At a city school, Stephen Colbert earnestly reports on new grant

The comedian Stephen Colbert took time out from his regular ranting to conduct a polite, earnest interview at a Manhattan high school this morning, in an appearance meant to announce a new “citizen philanthropy” project by the Bill and Melinda Gates Foundation. The foundation is giving $4.1 million to a Web site that connects private donors with classroom teachers who need extra supplies, DonorsChoose.org, .

Colbert, who sits on the site’s board, made the announcement in the style of his televised interviews, before an audience of students at Manhattan Bridges High School, but without any of his usual mean comments. (He did draw laughs with an awkward attempt to use Spanish, the native language of many Bridges students, to explain that he was a “perdedor gigante,” or giant loser, when he was in high school.) The panel he interviewed included Vicki Phillips, the head of Gates’ education division; DonorsChoose founder Charles Best; and a Manhattan Bridges English teacher.

The Gates money will be disbursed to teachers who apply for small grants through DonorsChoose’s existing “Double Your Impact” program, which allows foundations and companies to earmark donations for specific kinds of projects. When a DonorsChoose user views projects that fall into that category, they appear as already being 50 percent funded. The Gates Foundation money will go to support as many as 17,000 projects that are identified by DonorsChoose as boosting students’ readiness for college, one of the new goals the foundation adopted after it re-considered its mission last year.

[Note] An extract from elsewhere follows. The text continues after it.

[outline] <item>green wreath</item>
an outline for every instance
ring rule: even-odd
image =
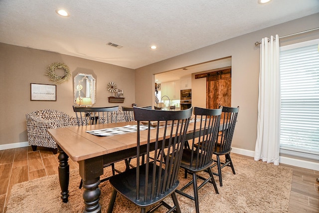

Phillips suggested that SAT prep classes and trips to visit colleges listed by teachers on DonorsChoose would be eligible for Gates “Double Your Impact” funding. Elizabeth Smith, the tenth-grade English teacher on the panel, said DonorsChoose helped her pay for a $200 set of workbooks to help students in a Saturday “College Bound” program learn how to write college application essays. In the future, such a purchase would qualify for Gates funding.

But the topic of college readiness didn’t come up often during the event, even after Phillips asked Colbert to make “college-ready” the word of the day, in a nod to a recurring feature on the comedian’s “Colbert Report” television show. Asked to name the most memorable projects DonorsChoose has helped fund, Best listed a hunting safety classes in Texas and a garden in Brooklyn’s Sunset Park that a teacher maintains to memorialize a student who was killed while walking to school.

When a student asked Colbert what resources would have improved the schools that he attended in South Carolina, the comedian said that art supplies and more books would have made a difference. (The comedian graduated from a private Christian school.) But it’s not yet clear whether requests for those resources could be eligible for the Gates matching funds.

Arts programs “might be a little bit of a stretch,” Best said, adding that if a teacher “clearly explained” how an arts initiative helped prepare students for college, it might be eligible for the matching funds. Then he looked to Phillips on his left and said with a smile, “We’d like it to be eligible.”

Colbert said that his involvement with DonorsChoose began on a tip from Craig Newmark, the founder of Craigslist. When Colbert announced his presidential candidacy in South Carolina in October 2007, he had his fans donate to DonorsChoose instead of to his “campaign,” which was a comedy stunt. He raised $68,000 for the organization.